A metallic noise rang from the walls and echoed through the small room. Three heads looked around: Aggie, the man and the woman, eyes searching for the source of the sound. The little boy didn’t look up. Another clang — Aggie realized it came from the holes in the wall.
Then the sound of chains rattling: Aggie’s collar yanked him backward. He stumbled and fell, banging his elbow, then choked as the chain dragged him across the hard, bumpy ground. He reached out, hands grabbing for anything, but his fingers found only blankets that offered no resistance.
The woman slid across the floor, her hands clutching her child tight to her chest. “Jesús nos ayuda!”
The man tried to fight, but the chain dragged him along as easily as it did the woman.
The little boy just screamed. The chains pulled him away from his mother. Their arms grabbed at each other, but they were powerless against the steady, mechanical force.
Aggie felt his back hit the wall, then felt himself pulled up the wall, the collar’s edge digging into his lower jaw, pressing against his throat and cutting off his air. He managed to get his feet under him just as the chain pulled the collar against the wall-ring, where it clanged home with a metal-on-metal authority. The yanking stopped. Aggie sucked in a deep, panicked breath. He grabbed the collar and tried to lean forward, but the chain wouldn’t budge.
All four prisoners were in the same predicament: collars pulled tight against stainless-steel rings. Hands grabbed at necks, feet pushed against white walls, but none of them could move away.
They all stood there, waiting.
“Mama!” the boy screeched, finally finding his voice. “Qué está pasando?”
“No sé,” she said. “Sea valiente. Lo protegeré!”
For some reason, Aggie recognized that last bit of Mexican. Be brave. I will protect you .

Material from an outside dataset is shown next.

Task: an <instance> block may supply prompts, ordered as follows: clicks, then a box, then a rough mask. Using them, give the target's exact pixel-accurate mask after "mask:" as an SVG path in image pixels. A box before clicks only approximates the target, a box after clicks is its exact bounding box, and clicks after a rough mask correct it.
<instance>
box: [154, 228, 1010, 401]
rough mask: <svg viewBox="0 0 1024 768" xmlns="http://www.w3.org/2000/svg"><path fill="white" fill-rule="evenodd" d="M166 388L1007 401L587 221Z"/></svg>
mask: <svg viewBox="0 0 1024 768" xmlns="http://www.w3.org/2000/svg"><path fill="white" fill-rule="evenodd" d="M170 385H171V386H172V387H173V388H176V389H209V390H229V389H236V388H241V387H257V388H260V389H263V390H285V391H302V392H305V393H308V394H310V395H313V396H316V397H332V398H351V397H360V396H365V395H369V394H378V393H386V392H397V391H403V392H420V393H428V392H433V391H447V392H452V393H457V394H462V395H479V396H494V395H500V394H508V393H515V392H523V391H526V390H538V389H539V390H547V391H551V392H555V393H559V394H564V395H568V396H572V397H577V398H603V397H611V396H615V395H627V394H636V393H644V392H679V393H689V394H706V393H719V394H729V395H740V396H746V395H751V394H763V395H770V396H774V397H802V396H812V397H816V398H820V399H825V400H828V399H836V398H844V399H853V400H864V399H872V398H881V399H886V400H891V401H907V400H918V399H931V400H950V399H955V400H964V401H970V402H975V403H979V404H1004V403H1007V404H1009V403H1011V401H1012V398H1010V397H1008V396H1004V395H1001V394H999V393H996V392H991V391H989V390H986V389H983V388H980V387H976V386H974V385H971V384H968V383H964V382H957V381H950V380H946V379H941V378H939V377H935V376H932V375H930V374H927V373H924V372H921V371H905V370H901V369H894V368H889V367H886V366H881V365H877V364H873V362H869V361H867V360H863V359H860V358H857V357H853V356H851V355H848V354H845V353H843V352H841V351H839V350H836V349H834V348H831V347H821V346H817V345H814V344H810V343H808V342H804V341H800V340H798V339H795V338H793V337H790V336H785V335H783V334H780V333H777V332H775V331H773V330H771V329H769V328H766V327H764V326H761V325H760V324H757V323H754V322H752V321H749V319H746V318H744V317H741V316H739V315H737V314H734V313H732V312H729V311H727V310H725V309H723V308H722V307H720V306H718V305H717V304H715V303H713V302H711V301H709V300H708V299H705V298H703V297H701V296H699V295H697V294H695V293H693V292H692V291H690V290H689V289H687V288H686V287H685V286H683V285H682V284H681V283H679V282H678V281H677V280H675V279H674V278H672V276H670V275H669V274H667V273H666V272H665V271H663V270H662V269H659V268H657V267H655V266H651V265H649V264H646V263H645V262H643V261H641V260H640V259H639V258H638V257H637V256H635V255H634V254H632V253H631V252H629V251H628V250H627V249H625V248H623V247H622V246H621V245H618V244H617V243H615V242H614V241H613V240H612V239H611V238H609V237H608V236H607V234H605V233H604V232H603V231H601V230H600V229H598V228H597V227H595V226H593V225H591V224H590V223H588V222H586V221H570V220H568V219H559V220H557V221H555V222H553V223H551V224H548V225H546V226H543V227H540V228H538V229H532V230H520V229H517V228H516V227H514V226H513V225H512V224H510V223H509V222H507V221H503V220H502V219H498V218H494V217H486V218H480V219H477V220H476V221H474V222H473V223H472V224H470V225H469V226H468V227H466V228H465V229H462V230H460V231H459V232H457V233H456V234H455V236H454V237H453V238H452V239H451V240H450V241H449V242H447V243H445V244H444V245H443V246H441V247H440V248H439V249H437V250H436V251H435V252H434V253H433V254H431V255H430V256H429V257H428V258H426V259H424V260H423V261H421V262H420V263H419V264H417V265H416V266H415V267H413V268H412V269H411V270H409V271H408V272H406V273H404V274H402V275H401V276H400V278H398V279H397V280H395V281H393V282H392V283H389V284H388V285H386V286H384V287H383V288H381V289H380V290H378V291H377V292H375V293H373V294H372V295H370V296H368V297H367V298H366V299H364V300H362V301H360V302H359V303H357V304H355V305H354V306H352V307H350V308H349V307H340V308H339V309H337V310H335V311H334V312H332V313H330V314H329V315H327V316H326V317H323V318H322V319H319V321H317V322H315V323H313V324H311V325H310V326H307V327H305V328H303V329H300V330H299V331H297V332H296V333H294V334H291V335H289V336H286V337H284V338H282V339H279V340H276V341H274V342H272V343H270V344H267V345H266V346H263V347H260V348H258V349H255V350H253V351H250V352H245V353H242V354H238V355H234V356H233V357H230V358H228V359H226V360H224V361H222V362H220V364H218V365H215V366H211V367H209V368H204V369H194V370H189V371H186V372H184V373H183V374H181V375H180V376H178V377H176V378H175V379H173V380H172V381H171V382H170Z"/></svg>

But the mother couldn’t do anything. She was as powerless as the boy was.
The sound of a big key ratcheting open a metal lock silenced them all.
The white prison gate swung out.
Was this really happening? Everything seemed to blur; the walls blazed with a white that couldn’t possibly exist in the real world. A bad trip, a bad trip, that’s all this is, I’m tripping .
When he saw what walked through the cell door, Aggie’s instincts took over. It didn’t matter if he was high, dreaming or stone-cold sober — he pulled harder than he’d ever thought possible, pulled so hard he almost choked himself out … but still the collar refused to budge.